Mit Streiks hatten die Erzieherinnen monatelang für ihr Recht gekämpft.

Mit Streiks hatten die Erzieherinnen monatelang für ihr Recht gekämpft.

Willich/ Tönisvorst. Die Einigung im Tarifkonflikt für die Beschäftigten der kommunalen Kindertagesstätten und Sozialeinrichtungen kommt die Städte teuer zu stehen. Laut Erich Paul, Geschäftsbereichsleiter Zentrale Dienstleistungen, müssen in Willich für 120 Vollzeitstellen in diesem Bereich grob gerechnet 250.000 Euro mehr im Jahr aufgebracht werden.

Er geht dabei von einer durchschnittlichen Gehaltssteigerung von 150 Euro monatlich plus Nebenkosten aus. In Tönisvorst kommt Kämmerin Nicole Wassen bei 66 Stellen auf 172.000 Euro. Die neuen Tarife gelten ab 1. November.

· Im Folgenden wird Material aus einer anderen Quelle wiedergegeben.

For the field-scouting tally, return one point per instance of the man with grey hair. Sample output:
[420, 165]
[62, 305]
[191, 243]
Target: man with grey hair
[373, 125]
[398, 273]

Kritik an eigenständigen Entgeldtabellen

"Ich hatte gehofft, dass endlich eine Einigung zustande kommt", betont Paul. "Nicht begeistert" ist er jedoch davon, dass nun eigenständige Entgeldtabellen und -gruppen für die Erzieherinnen eingeführt worden seien. Er befürchtet, dass dies auch für andere Berufe im öffentlichen Dienst Schule machen könnte.

Der "Tarifvertrag für den Gesundheitsschutz", die ihn die Gewerkschaft nennt, beinhaltet auch den Anspruch der Mitarbeiter auf eine "Gefährdungsbeurteilung" des Arbeitsplatzes. Über Monate hatten die Erzieherinnen dafür gestreikt.